Title: Rate of shattercane x sorghum hybridization in situ

item Schmidt, Jared
item Pedersen, Jeffrey
item Bernards, Mark
item Lindquist, John

Submitted to: Crop Science
Publication Type: Peer Reviewed Journal
Publication Acceptance Date: 2/22/2013
Publication Date: 7/1/2013
Publication URL:
Citation: Schmidt, J.J., Pedersen, J.F., Bernards, M.L., Lindquist, J.L. 2013. Rate of shattercane x sorghum hybridization in situ. Crop Science. 53:1677-1685.

Interpretive Summary: One way that plant breeders can make sorghum more profitable for farmers is to incorporate genes for herbicide, insect, and disease resistance so that fewer expensive pesticides are required to grow it. However, sorghum can pollinate the noxious weed shattercane, resulting in hybrid progeny that have those resistance genes. There is some concern that over time, shattercane populations may gain enough resistance genes through repeated hybridization with sorghum that the weed will become even more difficult for farmers to control. Researchers at the USDA-ARS in Lincoln and the University of Nebraska-Lincoln conducted a study to estimate the rate at which hybridization may occur. Results showed that the average rate was 3.6 to 16 percent when sorghum and shattercane plants grew immediately next to each other (as would occur in a sorghum field where shattercane was a weed), decreasing to 2.6 percent when shattercane grew 200 m away (as would occur if shattercane were growing in a ditch or field adjacent to a sorghum field). Thus, traits in sorghum are expected to pass into shattercane at relatively low levels where the two species grow in close proximity.

Technical Abstract: Cultivated sorghum [Sorghum bicolor (L.) Moench subsp. bicolor] can interbreed with a feral weedy relative shattercane [S. bicolor nothosubsp. drummondii (Steud.) de Wet ex Davidse]. Traits introduced from cultivated sorghum could contribute to the invasiveness of a shattercane population. An experiment was conducted to determine the potential for pollen-mediated gene flow from grain sorghum to shattercane. Shattercane with juicy midrib (dd) was planted in soybean [Glycine max (L.) Merr.] fields during 2 yr in concentric arcs at varying distances from a 0.39 ha sorghum pollen source with dry midrib (DD). The arcs were placed so that prevailing winds would carry sorghum pollen to the shattercane.
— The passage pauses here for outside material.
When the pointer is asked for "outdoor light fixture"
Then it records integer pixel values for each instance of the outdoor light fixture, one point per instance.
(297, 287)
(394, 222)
Seven hundred twenty seeds from each of over 300 shattercane panicles in anthesis during sorghum pollen shed each year were collected. Progeny were evaluated by phenotype to determine rate of hybridization. Hybridization averaged 3.6% within the source in 2008 and 16.0% in 2009 and declined as distance increased. Hybridization as high as 2.6% for an individual panicle was measured at the farthest distance evaluated (200 m). Wind direction and speed were also measured and their product affected hybridization rate for all pollination periods. Results indicate that genes from cultivated sorghum will likely be introduced into shattercane populations at distances of at least 200 m and that rate of hybridization is dependent on weather factors such as wind. Source size is also important in determining hybridization rate but was not studied here.